11) Disputes over “death squads” are overstated and an unfortunate choice of words. Living wills, hospice care, and agreements between families and doctors to withhold care are common and growing and are already facts of life.
12) Polls indicate patients rarely feel they are over-treated, or have received treatments against their will. Many patients feel they lack access to the best medicine has to offer; it is payers and government who complain of excessive treatment.
13) Lack of tort reform leads to defensive medicine, practiced by 90% of doctors and resulting in about $200 billion of sometimes unnecessary tests and treatments ordered to avoid potential malpractice claims. Legal reform must accompany health reform.
14) Patient behavior – culminating in obesity, and smoking and drug-related diseases and failure to take drugs as prescribed – accounts for at leasy 10%, perhaps even 20%of medical costs. Consequently,more and more businesses may refuse to employ smokers, illicit-drug takers, obese individuals, or persons who do not accept or follow healthy behavioral guidelines. Government intervention into private behavior and taxing products that contribute to this behavior will evolve into a contentious political issue of the first order.
15) The next big health care crisis, already looming large, will be lack of access to doctors; this will be amplified by the exploding doctor shortages and expanding care to the uninsured; In Massachusetts waiting times to see a doctor are already about 60 days, twice the national average.
16) The alternative to government-directed health reform – market competition with high deductible plans with HSAs – is seldom mentioned by the government-obsessed as an alternative to Obama care, but it is the fastest growing segment of the private insurance market and is reducing costs by as much as 30% because patients have a personal stake in what health care costs.
17) A powerful way to bring down prices would be to shift tax-deductibility from corporations to individuals and to make individual health plans portable. Give individuals tax-credits for health plans, and allow them to shop across state lines. Yet now it often illegal to shop for care across state lines. And, although there are 1300 HMOs and PPOs, large plans often dominate in many states. Why not allow individuals to shop for health plans across the U.S. Surely this is possible with today’s Internet technologies. Individual tax credits and portability would create a climate of choice, freedom, and competition – all essentials for bringing down price.
18) Why not look upon U.S. health supremacy in medical and information technologies as a global investment rather than a global competition liability? Already more patients and medical professionals migrate to the U.S. for care and training; already other countries employ and deploy U.S. technologies; already U.S. health care firms garner more of their business from abroad.

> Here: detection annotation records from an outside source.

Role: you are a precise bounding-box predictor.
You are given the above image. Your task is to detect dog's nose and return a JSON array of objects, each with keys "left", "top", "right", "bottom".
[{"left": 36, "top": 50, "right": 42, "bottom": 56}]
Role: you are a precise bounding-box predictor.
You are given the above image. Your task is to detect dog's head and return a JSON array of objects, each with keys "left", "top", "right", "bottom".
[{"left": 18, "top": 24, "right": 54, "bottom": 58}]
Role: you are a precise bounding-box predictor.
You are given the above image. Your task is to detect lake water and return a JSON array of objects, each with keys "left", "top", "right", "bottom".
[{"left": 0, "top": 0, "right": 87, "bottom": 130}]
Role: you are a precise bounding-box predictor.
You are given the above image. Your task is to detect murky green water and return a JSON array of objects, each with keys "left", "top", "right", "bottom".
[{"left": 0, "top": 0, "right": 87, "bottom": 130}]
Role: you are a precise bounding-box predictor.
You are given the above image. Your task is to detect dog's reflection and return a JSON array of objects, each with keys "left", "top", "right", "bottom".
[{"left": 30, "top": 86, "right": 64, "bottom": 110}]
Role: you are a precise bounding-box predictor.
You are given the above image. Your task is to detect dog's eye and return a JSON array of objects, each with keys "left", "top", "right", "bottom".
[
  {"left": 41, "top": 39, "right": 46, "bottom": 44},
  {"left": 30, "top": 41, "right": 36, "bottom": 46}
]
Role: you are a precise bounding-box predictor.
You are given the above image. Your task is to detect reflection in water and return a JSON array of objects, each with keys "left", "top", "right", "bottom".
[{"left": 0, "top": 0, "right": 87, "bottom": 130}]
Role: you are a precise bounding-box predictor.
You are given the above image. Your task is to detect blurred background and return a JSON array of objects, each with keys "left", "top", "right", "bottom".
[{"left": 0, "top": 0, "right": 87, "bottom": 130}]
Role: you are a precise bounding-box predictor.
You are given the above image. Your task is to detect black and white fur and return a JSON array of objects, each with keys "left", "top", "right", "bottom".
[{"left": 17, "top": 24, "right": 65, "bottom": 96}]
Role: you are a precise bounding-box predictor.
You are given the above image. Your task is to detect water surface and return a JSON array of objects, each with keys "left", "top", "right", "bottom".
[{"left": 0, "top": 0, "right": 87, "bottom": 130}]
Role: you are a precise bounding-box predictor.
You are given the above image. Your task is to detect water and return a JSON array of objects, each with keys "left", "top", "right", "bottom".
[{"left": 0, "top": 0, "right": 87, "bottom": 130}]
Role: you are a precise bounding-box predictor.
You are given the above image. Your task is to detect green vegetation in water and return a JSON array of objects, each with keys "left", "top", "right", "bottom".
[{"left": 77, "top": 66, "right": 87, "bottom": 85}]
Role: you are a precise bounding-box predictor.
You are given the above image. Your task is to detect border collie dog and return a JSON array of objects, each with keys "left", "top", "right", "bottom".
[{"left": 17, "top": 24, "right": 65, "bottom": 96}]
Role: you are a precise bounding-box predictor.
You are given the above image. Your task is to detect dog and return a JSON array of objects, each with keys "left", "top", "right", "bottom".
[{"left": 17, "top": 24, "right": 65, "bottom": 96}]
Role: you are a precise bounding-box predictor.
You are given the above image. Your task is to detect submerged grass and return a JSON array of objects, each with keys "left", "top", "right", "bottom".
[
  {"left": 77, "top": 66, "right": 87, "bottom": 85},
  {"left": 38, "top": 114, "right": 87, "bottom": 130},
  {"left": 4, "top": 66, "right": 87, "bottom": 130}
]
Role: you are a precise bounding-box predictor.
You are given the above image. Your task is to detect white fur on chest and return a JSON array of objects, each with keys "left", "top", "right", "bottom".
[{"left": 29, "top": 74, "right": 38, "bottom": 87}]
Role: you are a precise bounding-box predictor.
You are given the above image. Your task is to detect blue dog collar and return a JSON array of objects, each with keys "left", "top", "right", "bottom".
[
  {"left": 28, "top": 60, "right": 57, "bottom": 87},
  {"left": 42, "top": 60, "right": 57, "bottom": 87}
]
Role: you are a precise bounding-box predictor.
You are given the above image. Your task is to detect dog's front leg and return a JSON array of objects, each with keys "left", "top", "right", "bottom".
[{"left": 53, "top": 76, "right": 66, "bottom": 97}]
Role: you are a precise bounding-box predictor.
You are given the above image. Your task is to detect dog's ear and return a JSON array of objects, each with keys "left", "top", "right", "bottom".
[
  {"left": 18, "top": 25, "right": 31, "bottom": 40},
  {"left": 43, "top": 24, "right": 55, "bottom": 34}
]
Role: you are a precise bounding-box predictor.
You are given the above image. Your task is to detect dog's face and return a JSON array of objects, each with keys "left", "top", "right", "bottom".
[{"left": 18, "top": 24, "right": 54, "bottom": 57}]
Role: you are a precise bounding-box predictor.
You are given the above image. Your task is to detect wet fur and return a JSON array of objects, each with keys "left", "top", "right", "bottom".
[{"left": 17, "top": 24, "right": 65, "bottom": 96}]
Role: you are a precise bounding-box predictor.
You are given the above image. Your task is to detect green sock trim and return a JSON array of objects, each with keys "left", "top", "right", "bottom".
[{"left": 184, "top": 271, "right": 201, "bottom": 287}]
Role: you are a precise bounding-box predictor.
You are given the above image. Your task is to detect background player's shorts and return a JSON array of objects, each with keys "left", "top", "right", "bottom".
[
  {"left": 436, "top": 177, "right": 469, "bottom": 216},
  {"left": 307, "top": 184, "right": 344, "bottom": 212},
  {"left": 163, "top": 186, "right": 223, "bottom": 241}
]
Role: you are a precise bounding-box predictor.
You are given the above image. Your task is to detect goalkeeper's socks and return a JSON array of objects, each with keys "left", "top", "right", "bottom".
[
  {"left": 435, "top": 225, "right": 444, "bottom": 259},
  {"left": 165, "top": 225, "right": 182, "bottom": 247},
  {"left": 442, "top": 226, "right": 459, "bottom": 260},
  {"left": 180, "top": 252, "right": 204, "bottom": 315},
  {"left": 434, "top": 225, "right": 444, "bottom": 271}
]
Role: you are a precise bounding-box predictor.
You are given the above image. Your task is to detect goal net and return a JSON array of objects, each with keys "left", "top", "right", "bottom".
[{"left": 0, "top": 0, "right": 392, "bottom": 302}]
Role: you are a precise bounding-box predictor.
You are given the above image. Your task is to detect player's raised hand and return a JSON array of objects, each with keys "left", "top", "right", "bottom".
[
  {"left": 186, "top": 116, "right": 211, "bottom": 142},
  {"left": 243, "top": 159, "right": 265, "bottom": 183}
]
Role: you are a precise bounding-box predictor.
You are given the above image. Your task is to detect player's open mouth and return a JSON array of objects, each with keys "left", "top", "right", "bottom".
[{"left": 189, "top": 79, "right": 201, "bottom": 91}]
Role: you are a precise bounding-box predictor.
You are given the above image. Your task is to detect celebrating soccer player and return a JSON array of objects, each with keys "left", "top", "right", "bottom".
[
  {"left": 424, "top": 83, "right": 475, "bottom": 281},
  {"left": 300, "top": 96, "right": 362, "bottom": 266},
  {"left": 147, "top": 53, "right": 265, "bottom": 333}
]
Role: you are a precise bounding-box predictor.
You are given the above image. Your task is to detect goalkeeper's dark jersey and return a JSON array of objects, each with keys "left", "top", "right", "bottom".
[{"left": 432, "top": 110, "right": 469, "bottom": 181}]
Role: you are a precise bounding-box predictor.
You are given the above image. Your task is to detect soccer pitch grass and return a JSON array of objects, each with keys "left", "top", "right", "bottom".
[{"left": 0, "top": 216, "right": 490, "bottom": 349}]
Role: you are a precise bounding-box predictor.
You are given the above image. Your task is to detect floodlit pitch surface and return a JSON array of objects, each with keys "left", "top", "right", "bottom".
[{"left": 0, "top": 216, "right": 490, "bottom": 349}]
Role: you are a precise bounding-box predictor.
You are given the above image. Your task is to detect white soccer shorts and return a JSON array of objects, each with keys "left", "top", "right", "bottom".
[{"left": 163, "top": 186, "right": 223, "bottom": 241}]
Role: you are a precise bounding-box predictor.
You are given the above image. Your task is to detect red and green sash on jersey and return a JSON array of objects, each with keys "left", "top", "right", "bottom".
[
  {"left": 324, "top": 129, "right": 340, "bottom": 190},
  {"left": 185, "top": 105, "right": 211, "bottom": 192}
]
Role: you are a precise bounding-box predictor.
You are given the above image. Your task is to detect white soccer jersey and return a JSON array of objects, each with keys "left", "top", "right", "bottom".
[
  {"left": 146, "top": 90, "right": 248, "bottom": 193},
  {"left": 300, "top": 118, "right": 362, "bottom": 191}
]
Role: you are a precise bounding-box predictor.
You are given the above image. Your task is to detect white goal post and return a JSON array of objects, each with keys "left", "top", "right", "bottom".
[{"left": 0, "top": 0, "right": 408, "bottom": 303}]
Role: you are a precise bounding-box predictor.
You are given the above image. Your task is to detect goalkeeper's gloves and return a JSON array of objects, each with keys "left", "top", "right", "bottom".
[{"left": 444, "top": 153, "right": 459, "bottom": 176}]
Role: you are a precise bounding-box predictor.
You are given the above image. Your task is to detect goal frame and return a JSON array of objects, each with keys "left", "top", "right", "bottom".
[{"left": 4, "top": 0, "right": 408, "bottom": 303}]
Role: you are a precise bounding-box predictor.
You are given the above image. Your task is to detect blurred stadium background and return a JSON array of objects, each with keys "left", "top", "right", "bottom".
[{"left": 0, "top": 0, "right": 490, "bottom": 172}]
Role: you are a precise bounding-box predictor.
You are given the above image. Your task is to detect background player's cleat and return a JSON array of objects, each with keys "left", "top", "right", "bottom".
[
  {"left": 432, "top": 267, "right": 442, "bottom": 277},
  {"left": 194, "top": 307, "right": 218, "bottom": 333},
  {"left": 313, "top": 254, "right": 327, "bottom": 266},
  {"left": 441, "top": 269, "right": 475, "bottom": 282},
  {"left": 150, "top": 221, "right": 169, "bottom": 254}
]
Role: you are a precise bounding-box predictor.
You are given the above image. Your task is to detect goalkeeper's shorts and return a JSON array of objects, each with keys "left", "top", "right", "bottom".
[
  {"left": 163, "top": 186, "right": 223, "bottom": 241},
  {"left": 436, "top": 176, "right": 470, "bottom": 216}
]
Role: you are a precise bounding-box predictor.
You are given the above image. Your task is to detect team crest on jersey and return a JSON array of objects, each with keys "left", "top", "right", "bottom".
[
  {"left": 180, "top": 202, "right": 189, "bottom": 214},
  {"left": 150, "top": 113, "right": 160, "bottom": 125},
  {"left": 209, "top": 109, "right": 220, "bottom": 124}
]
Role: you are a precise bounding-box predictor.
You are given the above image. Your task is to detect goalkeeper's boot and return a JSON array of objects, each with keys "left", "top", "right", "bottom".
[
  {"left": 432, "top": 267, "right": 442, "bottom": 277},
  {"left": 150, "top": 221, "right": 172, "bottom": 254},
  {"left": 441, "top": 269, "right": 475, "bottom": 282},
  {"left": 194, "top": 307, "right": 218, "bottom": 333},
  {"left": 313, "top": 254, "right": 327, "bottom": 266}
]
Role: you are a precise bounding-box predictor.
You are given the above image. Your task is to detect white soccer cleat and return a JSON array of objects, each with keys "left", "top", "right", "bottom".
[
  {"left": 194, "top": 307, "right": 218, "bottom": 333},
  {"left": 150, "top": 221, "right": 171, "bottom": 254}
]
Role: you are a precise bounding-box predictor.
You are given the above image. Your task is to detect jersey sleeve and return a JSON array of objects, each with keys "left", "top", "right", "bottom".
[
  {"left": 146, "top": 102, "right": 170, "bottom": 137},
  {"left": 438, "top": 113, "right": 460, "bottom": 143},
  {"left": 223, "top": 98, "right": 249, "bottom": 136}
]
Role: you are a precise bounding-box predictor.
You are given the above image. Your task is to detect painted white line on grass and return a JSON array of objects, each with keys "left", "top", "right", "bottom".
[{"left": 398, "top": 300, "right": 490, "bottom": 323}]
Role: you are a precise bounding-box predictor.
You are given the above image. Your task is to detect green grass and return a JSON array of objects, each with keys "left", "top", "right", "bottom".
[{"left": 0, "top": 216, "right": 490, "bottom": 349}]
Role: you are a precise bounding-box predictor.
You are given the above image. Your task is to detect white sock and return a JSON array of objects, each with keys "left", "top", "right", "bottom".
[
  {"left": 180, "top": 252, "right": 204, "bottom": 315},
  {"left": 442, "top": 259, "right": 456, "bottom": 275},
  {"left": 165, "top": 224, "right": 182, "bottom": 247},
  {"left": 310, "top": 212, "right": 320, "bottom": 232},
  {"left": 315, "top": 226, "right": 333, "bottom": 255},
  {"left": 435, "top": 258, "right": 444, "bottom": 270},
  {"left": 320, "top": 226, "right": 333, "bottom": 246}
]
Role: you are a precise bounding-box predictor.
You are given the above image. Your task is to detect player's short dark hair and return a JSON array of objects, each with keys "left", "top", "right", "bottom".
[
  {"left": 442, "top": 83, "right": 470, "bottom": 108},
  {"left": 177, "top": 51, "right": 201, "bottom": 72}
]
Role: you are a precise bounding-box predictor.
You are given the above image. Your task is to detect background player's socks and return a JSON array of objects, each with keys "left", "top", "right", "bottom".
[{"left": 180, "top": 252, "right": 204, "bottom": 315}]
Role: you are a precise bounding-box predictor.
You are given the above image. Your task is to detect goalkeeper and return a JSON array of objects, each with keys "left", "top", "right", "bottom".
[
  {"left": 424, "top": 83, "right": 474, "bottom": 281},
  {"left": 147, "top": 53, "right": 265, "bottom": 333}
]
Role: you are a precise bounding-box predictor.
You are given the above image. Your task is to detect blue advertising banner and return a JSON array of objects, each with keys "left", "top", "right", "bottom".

19) Small businesses, the nation’s largest employers, feel the public option and other reforms will mandate coverage and impose an 8% tax or penalties and fines, which is why the U.S. Chamber of Commerce, which represents small business, opposes reform, as now defined in the House Bill.
20) It is not over until it is over; 3 House Committees and 2 Senate Committees are still working on reform; the public option and a Medicare Advisory Committee dictating what procedures and care to pay for, are already off the table; and many Blue Dog Democrats fear for their electoral fates if current town hall meetings are any indication; the central issue right now is probably not health care itself but the sorry state of the economy, continued unemployment, quadrupling of the federal debt, and fear of the growing power of government , which is perceived to have taken over the automobile, energy, and finance industries, and will soon engulf and swallow health care. Center-left mandates do not sell well in a center-right country and have limits. Sooner or later, one runs out of other people's money, and beyond lies debt, debt, debt.